Solution by ananai


  • 0

    Approach #1 Brute Force [Accepted]

    Algorithm

    Start two pointers i and j from the beginning of a haystack and a needle respectively. Compare every element of the needle with every element of the haystack if there is a match keep moving pointers, otherwise, move the pointer of the needle to its head and eliminate all previous matches by moving the pointer of the haystack j steps back and adding 1 to start new comparison.
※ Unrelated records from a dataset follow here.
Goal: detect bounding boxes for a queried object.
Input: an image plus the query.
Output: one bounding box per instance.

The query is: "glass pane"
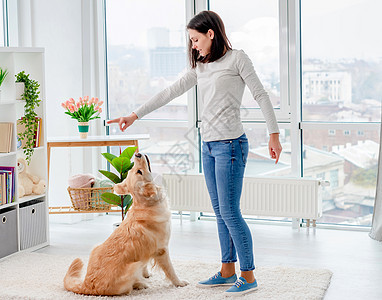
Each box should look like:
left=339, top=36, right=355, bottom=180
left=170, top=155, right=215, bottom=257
left=243, top=126, right=290, bottom=177
left=209, top=0, right=280, bottom=111
left=106, top=0, right=187, bottom=120
left=302, top=0, right=382, bottom=122
left=303, top=127, right=380, bottom=226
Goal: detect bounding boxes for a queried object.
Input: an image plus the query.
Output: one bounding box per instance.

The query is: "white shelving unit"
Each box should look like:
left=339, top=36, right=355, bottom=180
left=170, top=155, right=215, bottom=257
left=0, top=48, right=49, bottom=259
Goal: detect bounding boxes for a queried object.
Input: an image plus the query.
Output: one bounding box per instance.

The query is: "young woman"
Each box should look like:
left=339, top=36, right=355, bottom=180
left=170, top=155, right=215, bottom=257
left=108, top=10, right=282, bottom=296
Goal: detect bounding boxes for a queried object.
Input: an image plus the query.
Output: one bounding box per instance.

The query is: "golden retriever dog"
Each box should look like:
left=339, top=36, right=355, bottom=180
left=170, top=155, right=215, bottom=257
left=64, top=152, right=188, bottom=295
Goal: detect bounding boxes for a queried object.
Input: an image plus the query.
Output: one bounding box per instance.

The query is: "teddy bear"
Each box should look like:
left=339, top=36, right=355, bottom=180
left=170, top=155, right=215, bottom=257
left=17, top=157, right=46, bottom=198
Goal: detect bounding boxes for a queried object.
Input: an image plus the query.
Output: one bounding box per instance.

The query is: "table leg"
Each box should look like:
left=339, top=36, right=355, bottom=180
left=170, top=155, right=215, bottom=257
left=47, top=143, right=51, bottom=182
left=134, top=140, right=139, bottom=151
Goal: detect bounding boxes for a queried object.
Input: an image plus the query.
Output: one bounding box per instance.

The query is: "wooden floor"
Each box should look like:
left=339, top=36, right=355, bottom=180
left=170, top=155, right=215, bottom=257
left=36, top=214, right=382, bottom=300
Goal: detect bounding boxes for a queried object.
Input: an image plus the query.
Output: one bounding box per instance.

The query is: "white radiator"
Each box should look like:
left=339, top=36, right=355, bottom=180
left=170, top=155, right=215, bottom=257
left=163, top=174, right=323, bottom=221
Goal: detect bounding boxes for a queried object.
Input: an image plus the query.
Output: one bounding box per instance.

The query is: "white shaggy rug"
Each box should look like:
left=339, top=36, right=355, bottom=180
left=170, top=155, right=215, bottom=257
left=0, top=253, right=332, bottom=300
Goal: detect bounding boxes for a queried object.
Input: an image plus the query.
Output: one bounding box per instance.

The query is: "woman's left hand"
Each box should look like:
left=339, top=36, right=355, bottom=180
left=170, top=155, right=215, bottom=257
left=269, top=133, right=282, bottom=164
In other words move i by i-j+1.

    C++

    int strStr(string haystack, string needle) {
    
            if(needle.length() == 0) {
                return 0;
            }
    
            if(haystack.length() == 0) {
                return -1;
            }
    
            int i = 0, j = 0;
    
            while(i<haystack.length()) {
                if(haystack[i] == needle[j]) {
                    i++;
                    j++;
                } else {
                    i = i - j + 1;
                    j = 0;
                }
                if(j == needle.length()) {
                    return i-j;
                }
            }
    
            return -1;
    }
    

    Complexity Analysis

    • Time complexity : $$O(nm)$$.

    Because in the worst case we compare every element of the needle with every element element of the haystack, the total time complexity is $$O(nm)$$, where n and m are lengths of the haystack and the needle respectively.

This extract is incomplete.